Boîte en carton
L'invention est relative à une boîte en carton.
Elle a pour but, surtout, de rendre ces boîtes telles qu'elles puissent être fabriquées économiquement sans qu'il soit nécessaire d'utiliser des agrafes ou autres organes de fixation pour que la boîte conserve sa forme.
La boîte selon l'invention est caractérisée en ce que ses extrémités sont fermées par des parties en forme de volets qui se recouvrent mutuellement, tout au moins en partie, et dont certaines sont accrochées les unes aux autres afin que la boîte conserve sa forme, d'autres de ces volets comportant des parties d'une poignée porteuse.
L'avantage que présente une boîte de ce genre est qu'elle peut être fournie aux usagers sous sa forme aplatie initiale et que, dans cet état, elle occupe un minimum de place aussi bien pour le stockage que pour le transport, cette boîte pouvant être rapidement et aisément pliée pour lui donner sa forme définitive quand on veut l'utiliser. De plus, la boîte, après usage et dans le cas où elle doit être retournée au distributeur, peut être renvoyée à celui-ci dans son état aplati initial ce qui facilite le transport.

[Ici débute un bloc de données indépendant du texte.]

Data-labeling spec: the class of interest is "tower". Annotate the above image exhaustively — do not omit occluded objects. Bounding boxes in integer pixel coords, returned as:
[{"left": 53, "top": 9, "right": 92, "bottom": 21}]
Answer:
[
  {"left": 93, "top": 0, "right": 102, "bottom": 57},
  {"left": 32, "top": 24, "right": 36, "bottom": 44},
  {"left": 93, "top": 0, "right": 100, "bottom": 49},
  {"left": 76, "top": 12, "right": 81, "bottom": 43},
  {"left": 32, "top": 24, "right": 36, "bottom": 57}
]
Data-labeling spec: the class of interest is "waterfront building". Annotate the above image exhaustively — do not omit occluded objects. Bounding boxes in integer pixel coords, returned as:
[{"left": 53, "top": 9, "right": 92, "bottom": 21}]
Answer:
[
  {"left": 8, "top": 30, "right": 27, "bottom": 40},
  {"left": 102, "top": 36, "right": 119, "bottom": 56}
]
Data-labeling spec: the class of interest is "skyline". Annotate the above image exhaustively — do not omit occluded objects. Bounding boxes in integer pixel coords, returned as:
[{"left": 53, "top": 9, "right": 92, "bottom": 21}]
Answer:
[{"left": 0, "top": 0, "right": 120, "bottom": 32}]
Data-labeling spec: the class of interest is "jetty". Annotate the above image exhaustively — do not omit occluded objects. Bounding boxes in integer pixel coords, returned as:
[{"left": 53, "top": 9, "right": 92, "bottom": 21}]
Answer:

La boite, établie selon l'invention, est destinée principalement au transport de bouteilles contenant des boissons, par exemple quatre bouteilles, mais elle peut être facilement constituée de manière à pouvoir contenir un nombre quelconque mais raisonnable de bouteilles ou d'autres articles ou objets.
Le dessin annexé représente, à titre d'exemple, deux formes d'exécution de la boîte selon l'invention.
La fig. 1 montre, en plan, un flan à partir duquel on peut constituer une boîte établie selon l'invention.
La fig. 2 montre, en perspective, ce même flan partiellement plié pour former la boîte.
Les fig. 3, 4, 5 et 6 montrent, semblablement, d'autres phases de l'opération de pliage.
La fig. 7 montre, en perspective, la boîte après pliage.
La fig. 8 montre, en perspective, le fond de la boîte.
La fig. 9 montre, en plan, la boîte quand on regarde à l'intérieur de celle-ci.
La fig. 10 montre, en plan, un flan utilisé pour former une boîte de plus grandes dimensions.
La fig. 11 montre, en perspective, cette boîte dans la dernière phase de pliage.
La fig. 12 montre, en perspective, cette même boîte quand elle est complètement pliée.
Les fig. 13 et 14 montrent des détails constructifs de la boîte.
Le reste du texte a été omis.